2001/11/24 
Plastic love
今日はタイムカプセルを開けに行く。小学校3年生のときに埋めたものだった。
午前中は仕事があり、ちょっと遅れ気味で会場に到着した。
先生や友達は変わっていなかった。10年やそこらで人は変わるものではないのだろう。
友達には「変わったね」とも「変わってないね」とも言われる。
「変わってないね」と言われると嬉しい。それは僕が君をく知っていて、
君も僕をよく知っているという、「ねがい」でもあると思うからだ。

学年主任だったような先生が挨拶していた。
僕の頭の中には、当時よく聴いていた曲が流れた。

Far have I travelled and much have I seen
dark distant mountains with valleys of green.
Past painted deserts the sunset's on fire
as he carries me home to the Mull Of Kintyre...

同級生同士で結婚したYは、子供を2人連れていた。
パパになっても、変わりない友達。
彼が手に入れたものは何だったんだろう。即答で「アイです」とでも言うのだろうか。
彼に聞いてみようか。いや、なんか変だからやめておくか。

タイムカプセルを開けた。
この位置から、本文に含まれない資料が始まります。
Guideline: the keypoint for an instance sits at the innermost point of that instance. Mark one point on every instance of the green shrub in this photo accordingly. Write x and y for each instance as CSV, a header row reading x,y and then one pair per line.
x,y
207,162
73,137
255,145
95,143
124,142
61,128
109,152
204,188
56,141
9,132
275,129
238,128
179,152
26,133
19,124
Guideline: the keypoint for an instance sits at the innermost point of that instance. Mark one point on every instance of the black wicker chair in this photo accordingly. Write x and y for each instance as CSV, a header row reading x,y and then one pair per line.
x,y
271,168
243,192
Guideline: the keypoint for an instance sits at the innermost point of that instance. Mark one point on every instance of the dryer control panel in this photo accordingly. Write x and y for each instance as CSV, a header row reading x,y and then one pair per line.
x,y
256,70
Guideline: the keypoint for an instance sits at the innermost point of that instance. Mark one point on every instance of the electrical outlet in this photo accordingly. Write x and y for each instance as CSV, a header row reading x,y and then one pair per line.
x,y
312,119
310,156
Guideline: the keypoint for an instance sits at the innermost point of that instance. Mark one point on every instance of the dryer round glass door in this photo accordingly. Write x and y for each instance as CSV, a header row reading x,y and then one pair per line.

僕の書いたものもあった。
それと比較すると、やはりみんな変わってしまったのかもしれないな。
みんな、同じ「例の影響」を受けて、同じ方向にシフトされている。
でも、そんなことはどうでもいいのかもしれないな。

僕の将来の夢は一言、「まんがかになる」だった。
僕が無くしていたものはこれだったのかもしれないし。
やっぱりそういう問題ではないかもしれない。

一人の友達は僕に聞いた。「今何やってるの?」
僕はチャンスなので言ってみた。「アイを探しているよ」
2人は笑った。

時々近所で会い、僕に笑顔を見せていたIさんは、Sにも同じ笑顔を見せていた。
まず達観も無く、友達と比較したわけでもなく、劣等感を感じたわけでもなく、
僕のここまでの人生は、50点くらいで、どっちかといえば失敗したかなと感じた。
今夜寝たら、夢が覚めて、僕の召使いが「今度のゲームは50点でした。」と言い、
僕は「そうか。残念だった。あの時ああしていたらもうちょっとはいい線行ってたよね。」
とか言うんだろう。

それは冗談として。

その後、皆で校歌を歌った。1学年に120名ほどいたはずなのに、30人位しか来ていない。
みんなまじめに歌わないのを見て、ちょっと嬉しくなった。

誰かが言う、「また10年したら会おうか。」
10年たったら35。その次は45。
55、65、75、その辺で終わり。人生は短い。

なんにせよ、もう、取り戻せないものはある。
それをしょうがなかったと開き直るよりも、今は思い切り後悔してみよう。

その後、数人の同級生とファミレスで深夜まで話しこみ、解散。
近いうちの再会を約束した。

それにしても、なんというカプセルを開けてしまったのだろう。
明日からはまた、仕事にもどらなければならないのに。